What is of importance here is “ROGERS & BROTHER OF WATERBURY, AND HARTFORD MANUFACTURING COMPANY, OF HARTFORD”. I have four silver plate forks in the “Olive” pattern manufactured by Hartford Manufacturing Company for sale at my Etsy shop. All four forks have the mark shown in the following photo:
In my listing I noted that these forks “predated the Civil War”. I’ve since learned that Rogers and Brothers and Hartford Manufacturing Company actually provided flatware for ironclad gunboats used during the Civil War. The USS Cairo, commissioned in January 1862, and her six identical sister vessels were built for the purpose of regaining control of the Mississippi River from the Confederacy. These City Class gunboats were all named for cities along the upper Mississippi and Ohio Rivers.
Myron J. Smith, author of “The USS Carondelet, A Civil War Ironclad on Western Waters” and Edwin C. Bearss, author of “Hardluck Ironclad: The Sinking and Salvage of the Cairo” both mentioned in their books that the officers on these ships ate on ironstone and used flatware manufactured by “Rogers and Brothers and Hartford Manufacturing Company”.

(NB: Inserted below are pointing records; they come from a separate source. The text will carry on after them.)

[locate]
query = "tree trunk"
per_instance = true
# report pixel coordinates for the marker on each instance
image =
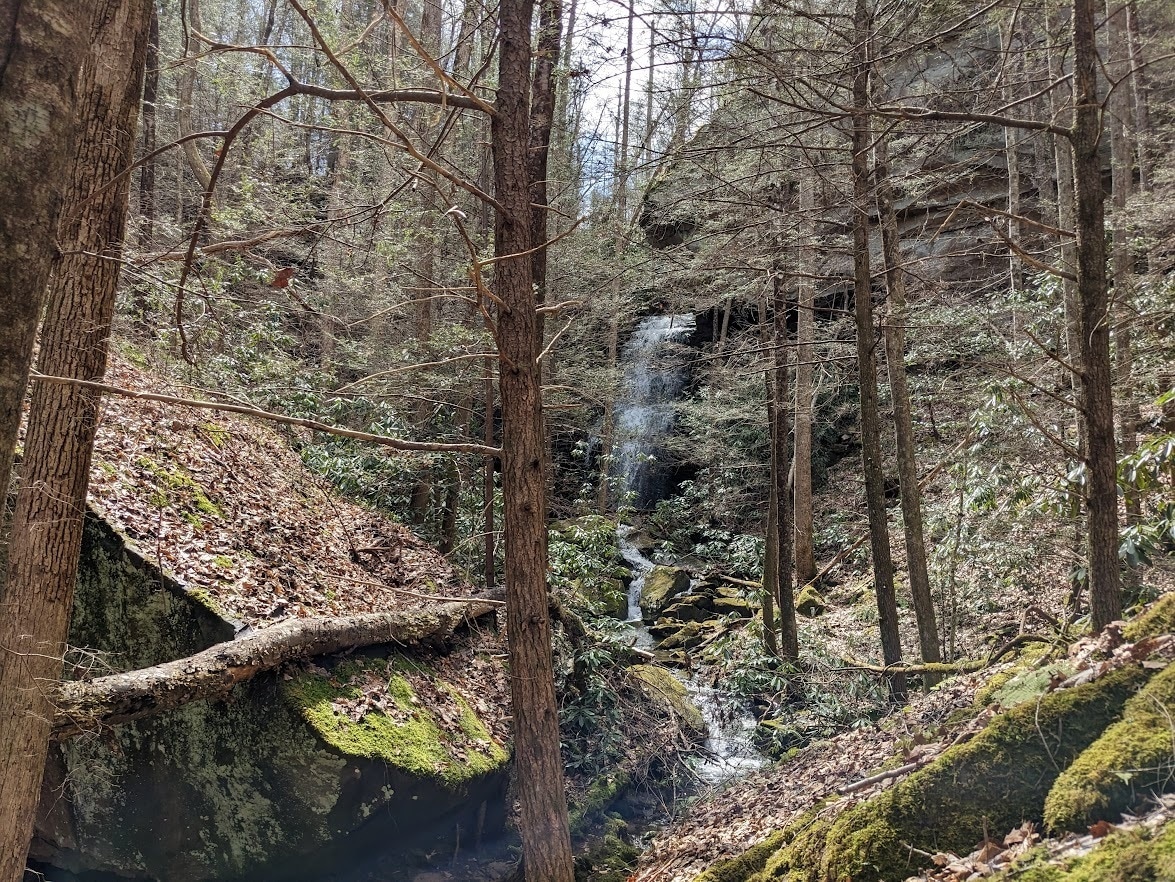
(902, 417)
(863, 296)
(47, 524)
(781, 459)
(543, 807)
(147, 173)
(805, 356)
(41, 44)
(1101, 457)
(1119, 116)
(81, 707)
(1066, 220)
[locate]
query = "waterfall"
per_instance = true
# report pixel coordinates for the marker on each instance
(653, 378)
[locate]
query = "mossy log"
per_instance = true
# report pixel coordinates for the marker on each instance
(992, 782)
(116, 699)
(1132, 759)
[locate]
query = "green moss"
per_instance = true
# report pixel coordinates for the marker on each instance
(1139, 855)
(179, 489)
(1132, 758)
(405, 736)
(1157, 619)
(660, 686)
(993, 782)
(596, 800)
(739, 869)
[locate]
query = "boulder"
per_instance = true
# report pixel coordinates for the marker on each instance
(687, 612)
(663, 584)
(736, 606)
(808, 603)
(290, 775)
(660, 687)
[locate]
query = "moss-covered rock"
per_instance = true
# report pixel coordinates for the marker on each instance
(269, 783)
(662, 585)
(810, 603)
(1159, 618)
(407, 733)
(1139, 855)
(993, 782)
(662, 687)
(1132, 759)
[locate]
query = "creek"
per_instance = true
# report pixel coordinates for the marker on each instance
(655, 378)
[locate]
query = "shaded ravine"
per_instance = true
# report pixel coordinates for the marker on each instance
(729, 751)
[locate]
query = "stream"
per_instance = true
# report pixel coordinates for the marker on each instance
(729, 751)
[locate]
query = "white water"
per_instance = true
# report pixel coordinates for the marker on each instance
(729, 751)
(644, 416)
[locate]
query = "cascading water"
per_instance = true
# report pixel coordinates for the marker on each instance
(653, 379)
(644, 418)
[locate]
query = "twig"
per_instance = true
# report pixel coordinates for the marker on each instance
(313, 424)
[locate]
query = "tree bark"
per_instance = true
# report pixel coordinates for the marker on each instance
(543, 807)
(902, 417)
(47, 524)
(80, 707)
(781, 459)
(805, 357)
(1119, 116)
(1096, 382)
(42, 44)
(863, 296)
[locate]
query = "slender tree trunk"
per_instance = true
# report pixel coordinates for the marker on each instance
(47, 524)
(902, 416)
(866, 343)
(1101, 455)
(1119, 118)
(781, 459)
(196, 163)
(42, 44)
(147, 174)
(545, 837)
(805, 357)
(1060, 100)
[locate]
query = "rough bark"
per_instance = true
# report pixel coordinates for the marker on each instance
(1101, 456)
(866, 343)
(47, 523)
(805, 356)
(40, 45)
(902, 415)
(1119, 119)
(781, 458)
(82, 707)
(543, 807)
(147, 173)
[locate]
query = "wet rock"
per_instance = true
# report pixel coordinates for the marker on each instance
(737, 606)
(687, 612)
(662, 586)
(660, 687)
(810, 603)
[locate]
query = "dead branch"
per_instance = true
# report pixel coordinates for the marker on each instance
(213, 673)
(256, 412)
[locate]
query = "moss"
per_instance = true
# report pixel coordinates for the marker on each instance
(596, 800)
(993, 782)
(178, 487)
(1137, 855)
(1157, 619)
(739, 869)
(1027, 661)
(1132, 758)
(660, 686)
(407, 736)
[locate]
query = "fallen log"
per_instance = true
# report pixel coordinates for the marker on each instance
(87, 706)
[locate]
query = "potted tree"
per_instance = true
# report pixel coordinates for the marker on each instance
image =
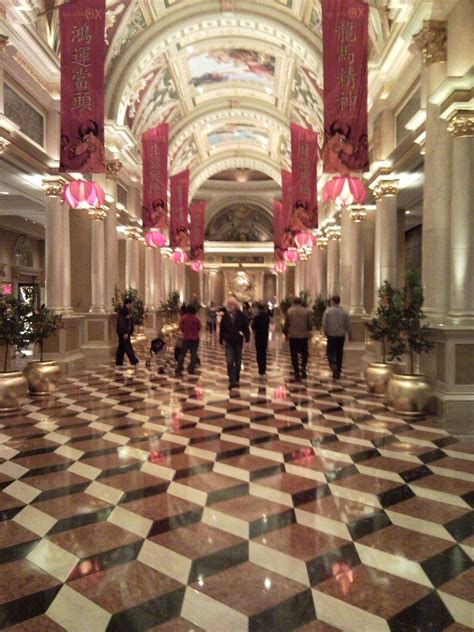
(411, 394)
(42, 376)
(13, 337)
(383, 328)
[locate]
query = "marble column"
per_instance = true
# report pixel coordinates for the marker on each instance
(97, 261)
(132, 261)
(111, 237)
(333, 282)
(356, 304)
(346, 258)
(461, 246)
(54, 255)
(320, 267)
(386, 233)
(431, 41)
(3, 53)
(150, 278)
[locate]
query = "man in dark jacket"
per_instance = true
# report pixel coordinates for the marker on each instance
(125, 332)
(298, 330)
(260, 327)
(233, 331)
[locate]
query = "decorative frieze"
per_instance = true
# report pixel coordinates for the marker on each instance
(113, 169)
(460, 125)
(431, 41)
(386, 188)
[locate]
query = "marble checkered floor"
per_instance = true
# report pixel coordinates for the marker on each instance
(139, 501)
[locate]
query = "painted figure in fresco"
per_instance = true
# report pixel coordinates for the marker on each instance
(338, 148)
(90, 147)
(301, 217)
(156, 216)
(182, 238)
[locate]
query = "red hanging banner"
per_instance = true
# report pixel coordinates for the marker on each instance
(179, 187)
(345, 57)
(197, 230)
(286, 207)
(82, 29)
(304, 157)
(155, 177)
(278, 228)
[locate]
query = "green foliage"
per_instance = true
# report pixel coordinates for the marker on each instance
(14, 326)
(170, 307)
(415, 334)
(385, 325)
(139, 310)
(319, 307)
(43, 324)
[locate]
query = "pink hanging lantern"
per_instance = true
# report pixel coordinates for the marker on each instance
(280, 266)
(344, 190)
(197, 265)
(304, 240)
(179, 256)
(84, 194)
(155, 239)
(291, 255)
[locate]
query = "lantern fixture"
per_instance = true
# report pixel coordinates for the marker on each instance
(344, 190)
(84, 194)
(179, 256)
(155, 239)
(280, 266)
(291, 255)
(197, 265)
(358, 214)
(304, 240)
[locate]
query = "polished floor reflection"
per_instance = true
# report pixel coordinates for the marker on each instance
(140, 501)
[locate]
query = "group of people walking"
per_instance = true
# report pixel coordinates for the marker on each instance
(234, 332)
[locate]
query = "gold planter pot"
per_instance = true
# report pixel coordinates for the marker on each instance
(13, 391)
(377, 376)
(43, 377)
(409, 395)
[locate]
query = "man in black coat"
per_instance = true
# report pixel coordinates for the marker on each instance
(124, 333)
(260, 327)
(233, 331)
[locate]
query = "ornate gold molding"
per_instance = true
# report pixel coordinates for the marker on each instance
(97, 213)
(386, 188)
(53, 188)
(3, 145)
(431, 41)
(461, 126)
(113, 169)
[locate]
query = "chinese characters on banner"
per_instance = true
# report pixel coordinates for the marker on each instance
(287, 205)
(345, 56)
(198, 214)
(278, 228)
(82, 25)
(179, 233)
(304, 157)
(155, 177)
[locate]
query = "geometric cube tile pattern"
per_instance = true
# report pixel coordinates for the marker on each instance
(141, 501)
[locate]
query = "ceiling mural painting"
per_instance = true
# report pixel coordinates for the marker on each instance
(233, 64)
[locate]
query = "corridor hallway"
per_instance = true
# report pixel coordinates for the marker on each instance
(139, 501)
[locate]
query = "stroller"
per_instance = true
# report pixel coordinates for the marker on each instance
(158, 349)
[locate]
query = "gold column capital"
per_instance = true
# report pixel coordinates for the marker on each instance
(3, 145)
(386, 188)
(431, 41)
(113, 169)
(461, 125)
(53, 187)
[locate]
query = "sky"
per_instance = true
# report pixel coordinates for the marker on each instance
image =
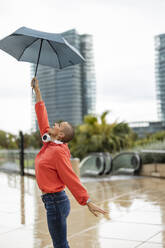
(123, 39)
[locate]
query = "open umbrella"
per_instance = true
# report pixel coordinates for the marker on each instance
(43, 48)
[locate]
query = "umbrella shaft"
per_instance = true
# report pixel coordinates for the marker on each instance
(38, 57)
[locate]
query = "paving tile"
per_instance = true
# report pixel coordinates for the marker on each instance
(82, 241)
(154, 218)
(128, 231)
(151, 245)
(159, 238)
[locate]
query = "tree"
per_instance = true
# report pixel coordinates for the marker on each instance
(96, 135)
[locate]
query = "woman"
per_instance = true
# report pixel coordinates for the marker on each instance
(54, 171)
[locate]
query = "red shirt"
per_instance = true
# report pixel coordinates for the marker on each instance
(53, 168)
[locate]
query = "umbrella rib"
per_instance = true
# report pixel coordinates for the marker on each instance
(27, 47)
(55, 52)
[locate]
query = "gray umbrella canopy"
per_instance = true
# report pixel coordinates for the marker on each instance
(43, 48)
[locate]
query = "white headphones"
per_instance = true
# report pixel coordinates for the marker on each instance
(46, 137)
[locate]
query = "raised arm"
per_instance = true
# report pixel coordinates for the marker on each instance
(35, 86)
(41, 112)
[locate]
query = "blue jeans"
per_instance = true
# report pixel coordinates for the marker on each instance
(57, 207)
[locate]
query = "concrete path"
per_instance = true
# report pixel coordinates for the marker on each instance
(136, 208)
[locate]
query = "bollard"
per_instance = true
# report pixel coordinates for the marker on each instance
(21, 153)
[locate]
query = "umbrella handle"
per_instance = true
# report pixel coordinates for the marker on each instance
(38, 60)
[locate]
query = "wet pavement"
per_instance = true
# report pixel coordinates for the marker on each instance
(136, 218)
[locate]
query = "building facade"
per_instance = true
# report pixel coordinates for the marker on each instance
(69, 94)
(160, 75)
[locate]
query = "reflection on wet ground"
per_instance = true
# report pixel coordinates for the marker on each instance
(136, 218)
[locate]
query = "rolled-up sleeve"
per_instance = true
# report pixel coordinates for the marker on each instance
(42, 117)
(69, 178)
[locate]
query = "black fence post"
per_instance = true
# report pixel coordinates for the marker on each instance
(21, 153)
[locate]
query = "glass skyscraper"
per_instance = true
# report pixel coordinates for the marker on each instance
(69, 94)
(160, 75)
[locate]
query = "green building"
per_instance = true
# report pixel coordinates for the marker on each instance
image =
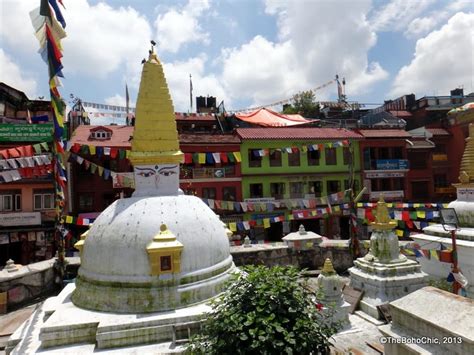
(295, 165)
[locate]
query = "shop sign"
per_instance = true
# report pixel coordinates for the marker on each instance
(260, 200)
(383, 175)
(20, 219)
(386, 194)
(26, 132)
(391, 164)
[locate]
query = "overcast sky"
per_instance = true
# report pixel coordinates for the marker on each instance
(248, 52)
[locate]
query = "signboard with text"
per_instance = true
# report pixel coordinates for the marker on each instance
(26, 132)
(391, 164)
(20, 219)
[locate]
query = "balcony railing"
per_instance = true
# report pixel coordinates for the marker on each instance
(207, 173)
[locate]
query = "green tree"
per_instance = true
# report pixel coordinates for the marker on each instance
(265, 311)
(304, 103)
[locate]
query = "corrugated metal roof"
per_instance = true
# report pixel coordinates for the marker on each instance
(297, 133)
(384, 133)
(208, 138)
(120, 136)
(438, 131)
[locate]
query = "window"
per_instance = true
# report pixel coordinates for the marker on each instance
(43, 199)
(277, 190)
(296, 189)
(333, 186)
(256, 190)
(294, 158)
(331, 158)
(209, 192)
(440, 180)
(275, 157)
(86, 202)
(10, 200)
(229, 193)
(255, 160)
(418, 160)
(313, 157)
(347, 155)
(165, 263)
(316, 188)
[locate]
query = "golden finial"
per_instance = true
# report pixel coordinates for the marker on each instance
(382, 218)
(466, 175)
(328, 268)
(155, 138)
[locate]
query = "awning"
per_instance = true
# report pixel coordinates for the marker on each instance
(268, 118)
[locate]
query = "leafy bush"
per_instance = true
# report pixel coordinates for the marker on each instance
(265, 311)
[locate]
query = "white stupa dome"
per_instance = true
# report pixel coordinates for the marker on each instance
(158, 250)
(115, 267)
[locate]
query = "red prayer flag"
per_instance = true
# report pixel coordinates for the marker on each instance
(13, 153)
(28, 151)
(224, 158)
(113, 153)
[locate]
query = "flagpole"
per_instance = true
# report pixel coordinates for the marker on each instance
(190, 93)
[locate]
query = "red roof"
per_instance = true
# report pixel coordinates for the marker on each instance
(384, 133)
(297, 133)
(438, 131)
(120, 136)
(268, 118)
(208, 139)
(401, 114)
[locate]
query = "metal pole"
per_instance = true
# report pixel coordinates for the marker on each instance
(456, 285)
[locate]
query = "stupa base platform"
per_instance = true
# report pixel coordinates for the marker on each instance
(385, 282)
(433, 237)
(61, 327)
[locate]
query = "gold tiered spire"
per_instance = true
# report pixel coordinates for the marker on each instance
(382, 218)
(466, 175)
(155, 138)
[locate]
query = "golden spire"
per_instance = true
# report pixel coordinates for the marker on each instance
(382, 218)
(466, 175)
(328, 268)
(155, 138)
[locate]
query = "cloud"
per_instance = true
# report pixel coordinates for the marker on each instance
(13, 76)
(316, 40)
(204, 84)
(397, 14)
(100, 39)
(443, 60)
(423, 25)
(178, 27)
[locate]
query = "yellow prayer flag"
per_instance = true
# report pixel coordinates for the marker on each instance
(238, 157)
(266, 223)
(202, 158)
(421, 214)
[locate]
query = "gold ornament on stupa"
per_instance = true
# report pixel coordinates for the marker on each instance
(382, 218)
(466, 174)
(328, 268)
(155, 138)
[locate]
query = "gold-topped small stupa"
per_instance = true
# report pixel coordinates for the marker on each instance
(328, 268)
(155, 138)
(466, 175)
(382, 218)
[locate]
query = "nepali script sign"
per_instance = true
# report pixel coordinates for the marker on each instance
(20, 219)
(26, 132)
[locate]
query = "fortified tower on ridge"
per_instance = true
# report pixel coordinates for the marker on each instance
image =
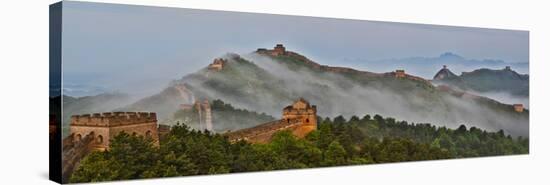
(105, 126)
(278, 50)
(300, 118)
(301, 111)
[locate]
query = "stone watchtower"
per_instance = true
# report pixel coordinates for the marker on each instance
(400, 73)
(304, 113)
(279, 49)
(105, 126)
(217, 65)
(518, 107)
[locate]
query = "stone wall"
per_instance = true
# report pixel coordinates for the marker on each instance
(107, 125)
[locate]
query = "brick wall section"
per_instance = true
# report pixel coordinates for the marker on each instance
(300, 118)
(107, 125)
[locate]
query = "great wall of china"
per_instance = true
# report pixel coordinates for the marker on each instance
(93, 132)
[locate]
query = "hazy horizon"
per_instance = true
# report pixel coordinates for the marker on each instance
(140, 49)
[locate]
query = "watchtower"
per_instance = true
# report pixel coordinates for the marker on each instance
(279, 49)
(400, 73)
(105, 126)
(518, 107)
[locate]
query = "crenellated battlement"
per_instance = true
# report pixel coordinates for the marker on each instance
(111, 119)
(300, 118)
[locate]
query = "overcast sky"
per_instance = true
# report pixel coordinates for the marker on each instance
(139, 48)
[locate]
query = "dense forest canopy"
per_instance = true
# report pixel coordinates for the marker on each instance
(336, 142)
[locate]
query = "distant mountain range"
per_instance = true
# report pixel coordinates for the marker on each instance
(266, 81)
(425, 66)
(486, 80)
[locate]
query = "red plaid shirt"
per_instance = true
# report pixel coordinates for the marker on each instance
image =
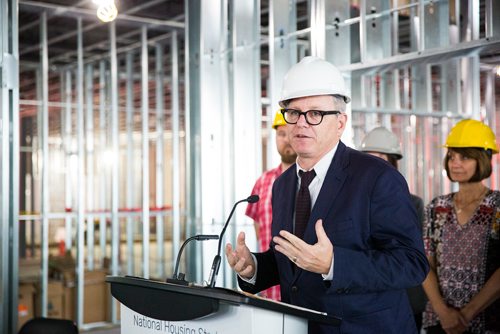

I’m thinking that Rogers and Brothers and Hartford Manufacturing Company most likely provided the flatware for all of these ships.
From the photo above (taken from the National Park Service USS Cairo Museum website) it’s hard to identify the pattern of the flatware shown. However, it could be the “Olive” pattern (shown in the photo below from my Etsy shop listing).